The small bit of kit, which is being tested in medical trials, delivers a series of weak electrical shocks followed by an audible click to strengthen brain and spinal connections.

Stuart Baker, Professor of Movement Neuroscience. Pic: Newcastle University.

Stuart Baker, Professor of Movement Neuroscience. Pic: Newcastle University.

Developed by neuroscientists at Newcastle University, it is thought this could revolutionise treatment for patients by providing a wearable solution to the effects of stroke.

Stuart Baker, Professor of Movement Neuroscience, said: "We have developed a miniaturised device which delivers an audible click followed by a weak electric shock to the arm muscle to strengthen the brain's connections.

"This means the stroke patients in the trial are wearing an earpiece and a pad on the arm, each linked by wires to the device so that the click and shock can be continually delivered to them.

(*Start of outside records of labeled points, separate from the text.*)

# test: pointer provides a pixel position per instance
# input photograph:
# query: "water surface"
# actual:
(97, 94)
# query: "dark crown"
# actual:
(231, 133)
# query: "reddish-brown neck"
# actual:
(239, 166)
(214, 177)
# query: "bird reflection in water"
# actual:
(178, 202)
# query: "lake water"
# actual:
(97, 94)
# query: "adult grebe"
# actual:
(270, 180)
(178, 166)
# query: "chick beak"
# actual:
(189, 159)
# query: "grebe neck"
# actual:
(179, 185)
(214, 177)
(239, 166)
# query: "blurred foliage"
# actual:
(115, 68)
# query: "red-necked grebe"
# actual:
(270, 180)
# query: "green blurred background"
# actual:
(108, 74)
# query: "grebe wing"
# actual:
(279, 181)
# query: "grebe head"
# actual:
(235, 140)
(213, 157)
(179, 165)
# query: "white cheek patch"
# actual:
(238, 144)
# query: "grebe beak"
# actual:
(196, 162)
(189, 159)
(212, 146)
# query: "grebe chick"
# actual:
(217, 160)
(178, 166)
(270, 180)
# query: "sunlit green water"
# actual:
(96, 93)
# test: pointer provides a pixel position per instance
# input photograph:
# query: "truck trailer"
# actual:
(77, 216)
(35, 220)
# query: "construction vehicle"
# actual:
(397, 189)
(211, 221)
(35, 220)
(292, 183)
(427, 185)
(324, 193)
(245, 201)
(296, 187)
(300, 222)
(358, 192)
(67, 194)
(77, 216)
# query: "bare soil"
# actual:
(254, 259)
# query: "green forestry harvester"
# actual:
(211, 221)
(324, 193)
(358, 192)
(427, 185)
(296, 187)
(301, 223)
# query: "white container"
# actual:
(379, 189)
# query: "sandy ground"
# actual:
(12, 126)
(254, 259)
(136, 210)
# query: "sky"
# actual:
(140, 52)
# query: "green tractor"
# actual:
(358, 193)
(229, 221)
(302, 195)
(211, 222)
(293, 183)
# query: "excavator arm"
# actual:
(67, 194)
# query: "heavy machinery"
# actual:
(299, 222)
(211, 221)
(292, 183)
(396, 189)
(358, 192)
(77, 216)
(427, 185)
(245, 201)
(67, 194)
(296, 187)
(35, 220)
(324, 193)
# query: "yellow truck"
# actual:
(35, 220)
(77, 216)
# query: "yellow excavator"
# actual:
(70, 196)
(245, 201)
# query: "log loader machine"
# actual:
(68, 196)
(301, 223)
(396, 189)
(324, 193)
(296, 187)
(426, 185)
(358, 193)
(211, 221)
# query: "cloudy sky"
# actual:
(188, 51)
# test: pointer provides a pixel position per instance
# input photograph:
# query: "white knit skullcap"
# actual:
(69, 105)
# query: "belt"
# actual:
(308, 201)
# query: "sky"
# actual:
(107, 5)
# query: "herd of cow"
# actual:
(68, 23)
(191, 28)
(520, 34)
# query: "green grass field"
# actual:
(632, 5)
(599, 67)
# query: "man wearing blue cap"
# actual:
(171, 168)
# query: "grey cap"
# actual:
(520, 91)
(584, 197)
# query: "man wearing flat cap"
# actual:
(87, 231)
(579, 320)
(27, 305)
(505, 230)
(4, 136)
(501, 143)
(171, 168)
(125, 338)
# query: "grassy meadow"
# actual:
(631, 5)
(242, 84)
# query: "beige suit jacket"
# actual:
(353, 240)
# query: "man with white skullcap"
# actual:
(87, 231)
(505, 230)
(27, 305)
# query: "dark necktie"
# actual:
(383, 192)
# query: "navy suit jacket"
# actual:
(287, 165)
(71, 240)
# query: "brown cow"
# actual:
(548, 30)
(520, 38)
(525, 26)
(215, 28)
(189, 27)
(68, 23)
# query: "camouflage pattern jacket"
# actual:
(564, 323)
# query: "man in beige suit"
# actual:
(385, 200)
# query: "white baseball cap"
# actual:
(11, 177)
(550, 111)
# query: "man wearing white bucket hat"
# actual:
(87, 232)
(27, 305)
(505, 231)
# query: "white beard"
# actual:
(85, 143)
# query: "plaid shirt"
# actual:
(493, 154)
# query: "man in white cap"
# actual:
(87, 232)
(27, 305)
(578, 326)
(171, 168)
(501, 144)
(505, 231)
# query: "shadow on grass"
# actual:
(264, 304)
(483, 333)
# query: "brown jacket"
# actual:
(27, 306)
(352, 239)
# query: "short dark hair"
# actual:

"We think that if they wear this for four hours a day we will be able to see a permanent improvement in their extensor muscle connections which will help them gain control on their hand."

The techniques to strengthen brain connections using paired stimuli are well documented, but until now this has needed bulky equipment with a mains electricity supply.

Published in the Journal of Neuroscience, the team looked at how to strengthen connections in the reticulospinal tract, one of the signal pathways between the brain and spinal cord.

This is because when people have a stroke, they often lose the major pathway found in all mammals connecting the brain to spinal cord.

The team first carried out tests on primates, which changed their thinking on how to activate the pathways.

Professor Stuart Baker said: "We would never have thought of using audible clicks unless we had the recordings from primates to show us that this might work. Furthermore, it is our earlier work in primates which shows that the connections we are changing are definitely involved in stroke recovery."

Working with experts at the Institute of Neurosciences, Kolkata, India, a clinical trial involving 150 stroke patients will now get underway.